Three patterns explain who is advancing and who is dug in. The first is a clean segmentation line opening up between an AI-native challenger and the scaled incumbent. The second is the platform pressure a bundled-by-default SOC plane exerts on every standalone vendor below it. The third is the absorption test that will decide whether platform consolidation can actually replace best-of-breed SIEM, or whether telemetry economics quietly defeat the consolidation pitch. Each is a falsifiable thesis, not a forecast — I have named the public signal that would confirm or refute it by the next refresh.
ProductBeacon
Pattern Claim 1 — The Sentinel...
Pattern Claim 1 — The SentinelOne–CrowdStrike Bifurcation Thesis
Observation.
SentinelOne reported Q1 FY27 (period ended 2026-04-30) ARR of $1,163M, up 23% year-over-year, and disclosed that roughly 50% of total company ARR now comes from non-endpoint solutions — Data, AI, and Cloud — a milestone the company framed as its emerging solutions reaching half of total ARR 60.

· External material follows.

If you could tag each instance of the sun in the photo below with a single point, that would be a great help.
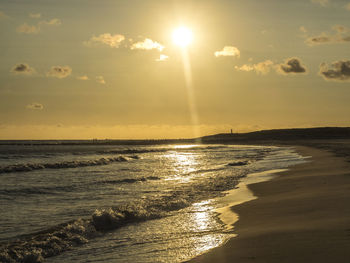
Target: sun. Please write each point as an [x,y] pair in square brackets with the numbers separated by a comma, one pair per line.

In the same period it launched Purple AI Auto-Investigations, positioning autonomous triage as a headline capability 60.
CrowdStrike, over the same window, crossed $5.25B ending ARR at 24% year-over-year growth, with its Falcon Flex consumption model reaching $1.69B in ending ARR (up over 120% year-over-year) across more than 1,600 customers averaging over $1M in ARR each 61.
Both vendors are named Leaders in the 2026 Gartner Magic Quadrant for Endpoint Protection Platforms — CrowdStrike for the seventh consecutive year and positioned highest in both axes, SentinelOne for the sixth 62.
My read.
I read this as the two vendors no longer competing for the same buyer with the same pitch.
CrowdStrike is selling scale and consolidation-by-consumption: Falcon Flex is a land-and-expand instrument that lets a large enterprise pre-commit a budget and draw down modules.
The 120%+ Flex growth tells me the incumbent's moat is increasingly commercial — the buyer who has standardized on Falcon finds it cheaper to add a module than to evaluate a competitor.
SentinelOne's 50%-non-endpoint mix is a different bet: it is trying to win the buyer who is choosing a SOC platform fresh, on AI-native architecture and data/cloud breadth, rather than the buyer defending an installed Falcon estate.
These are becoming two distinct buyer segments, and the AI-native-versus-incumbent framing is starting to function as a clean segmentation line rather than a feature war.
Conditional prediction.
The bifurcation is real and durable if SentinelOne's H2 2026 and FY27 earnings continue to disclose a rising non-endpoint ARR mix (above the ~50% Q1 mark) AND it converts that into named-outlet enterprise reference wins displacing an incumbent EDR estate. That would show the AI-native segment is large enough to sustain a public pure-play.
If instead the non-endpoint mix plateaus, and CrowdStrike's Falcon Flex ending ARR keeps compounding above 80% year-over-year while SentinelOne's net-new ARR growth decelerates, then the "bifurcation" is a transitional artifact, and the incumbent's consumption-model scale reabsorbs the contested middle.
Pattern Claim 2 — The Microsoft Platform-Pressure Thesis
Observation.
In January 2026 Microsoft extended the retirement of the Microsoft Sentinel experience in the Azure portal from the original 2026-07-01 date to 2027-03-31, after which all SIEM and SOAR capabilities will operate exclusively inside the Microsoft Defender portal 63.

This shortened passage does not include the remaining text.